BY NOKUTHABA DLAMINI
Zimbabwe’s economic crisis has plunged the country into poverty, with the value of its currency plummeting and causing food prices to skyrocket.
“Crisis (IPC Phase 3) outcomes are now widespread throughout the country…access to food on the market is being increasingly constrained by above-normal prices and significantly below-normal incomes,” warns the Famine Early Warning System Network (FEWS NET).
The currency crisis has led to a 43% increase in the official exchange rate, causing prices of goods and services to surge.
“This development followed significant increases in parallel market exchange rates in the last few weeks, some even more than double the official rates, which drove corresponding sharp increases in ZWG prices of goods (including food) and services mainly in the formal sectors,” notes FEWS NET.
Water scarcity is another major concern, with most rivers, streams, and dams drying up. “Water challenges are persisting, especially in the typical low rainfall areas, limiting and even preventing engagement in some livelihood activities, as well as negatively affecting some irrigation schemes,” reports FEWS NET.

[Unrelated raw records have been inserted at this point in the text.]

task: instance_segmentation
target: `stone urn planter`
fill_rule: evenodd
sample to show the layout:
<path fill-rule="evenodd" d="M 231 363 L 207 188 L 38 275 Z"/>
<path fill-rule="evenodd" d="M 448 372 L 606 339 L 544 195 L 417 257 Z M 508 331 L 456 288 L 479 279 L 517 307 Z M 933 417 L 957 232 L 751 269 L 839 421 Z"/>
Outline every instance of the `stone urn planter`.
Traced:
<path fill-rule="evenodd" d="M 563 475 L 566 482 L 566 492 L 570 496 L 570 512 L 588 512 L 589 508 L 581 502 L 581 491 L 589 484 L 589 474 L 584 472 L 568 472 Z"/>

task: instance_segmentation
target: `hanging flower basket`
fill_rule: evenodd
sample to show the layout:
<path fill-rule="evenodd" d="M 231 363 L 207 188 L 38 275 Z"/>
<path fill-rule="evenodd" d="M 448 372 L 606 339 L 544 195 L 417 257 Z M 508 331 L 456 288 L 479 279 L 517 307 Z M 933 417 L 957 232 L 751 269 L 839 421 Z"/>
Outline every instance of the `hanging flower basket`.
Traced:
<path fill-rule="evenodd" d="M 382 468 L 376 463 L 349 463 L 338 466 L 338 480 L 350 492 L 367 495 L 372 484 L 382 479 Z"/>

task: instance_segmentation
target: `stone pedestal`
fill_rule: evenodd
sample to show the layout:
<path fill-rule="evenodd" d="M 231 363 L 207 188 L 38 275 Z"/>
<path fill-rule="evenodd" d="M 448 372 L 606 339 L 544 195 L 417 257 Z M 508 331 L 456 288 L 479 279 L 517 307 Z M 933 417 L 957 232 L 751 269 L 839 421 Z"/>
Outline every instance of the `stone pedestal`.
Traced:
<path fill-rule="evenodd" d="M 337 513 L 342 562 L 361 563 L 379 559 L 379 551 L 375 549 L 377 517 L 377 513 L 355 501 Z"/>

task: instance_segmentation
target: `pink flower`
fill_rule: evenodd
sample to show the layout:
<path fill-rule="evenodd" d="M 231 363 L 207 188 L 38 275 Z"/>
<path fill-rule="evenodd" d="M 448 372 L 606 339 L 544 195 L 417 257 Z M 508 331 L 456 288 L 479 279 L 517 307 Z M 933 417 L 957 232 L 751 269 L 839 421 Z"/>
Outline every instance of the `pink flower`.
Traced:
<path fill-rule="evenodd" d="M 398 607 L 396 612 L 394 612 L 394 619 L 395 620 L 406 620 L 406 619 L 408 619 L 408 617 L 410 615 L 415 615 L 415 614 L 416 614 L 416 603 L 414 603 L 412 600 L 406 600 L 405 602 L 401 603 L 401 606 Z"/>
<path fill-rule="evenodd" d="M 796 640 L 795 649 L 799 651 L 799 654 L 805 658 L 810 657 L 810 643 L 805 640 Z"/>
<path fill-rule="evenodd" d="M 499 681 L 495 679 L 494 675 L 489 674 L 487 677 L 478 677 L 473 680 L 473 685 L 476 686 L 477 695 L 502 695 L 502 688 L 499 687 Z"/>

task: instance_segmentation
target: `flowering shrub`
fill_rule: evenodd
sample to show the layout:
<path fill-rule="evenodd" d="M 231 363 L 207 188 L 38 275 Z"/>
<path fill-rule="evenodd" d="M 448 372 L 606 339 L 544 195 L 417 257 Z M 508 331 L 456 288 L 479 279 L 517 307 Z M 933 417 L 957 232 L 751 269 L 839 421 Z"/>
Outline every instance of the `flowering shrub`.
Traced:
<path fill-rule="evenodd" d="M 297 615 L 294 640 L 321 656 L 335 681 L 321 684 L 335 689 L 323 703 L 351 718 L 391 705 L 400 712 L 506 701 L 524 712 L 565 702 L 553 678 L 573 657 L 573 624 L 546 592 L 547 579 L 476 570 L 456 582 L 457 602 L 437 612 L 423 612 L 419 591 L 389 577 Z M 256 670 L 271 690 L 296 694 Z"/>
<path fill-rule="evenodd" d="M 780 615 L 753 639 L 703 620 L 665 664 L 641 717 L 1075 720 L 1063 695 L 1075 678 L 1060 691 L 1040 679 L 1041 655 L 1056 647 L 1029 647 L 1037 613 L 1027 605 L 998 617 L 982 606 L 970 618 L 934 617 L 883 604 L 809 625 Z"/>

Households are now traveling longer distances and spending more time to access water for household and livestock purposes. “Some households are resorting to dry riverbed sand-scooping for water,” adds FEWS NET.
The situation is dire, and immediate action is needed to address the currency crisis, food shortages, and water scarcity.
“Humanitarian food assistance needs are expected to increase into early 2025…and be significantly higher than last year and the five-year average,” warns FEWS NET.
The government and international organizations must work together to provide humanitarian assistance to those in need and support economic recovery efforts.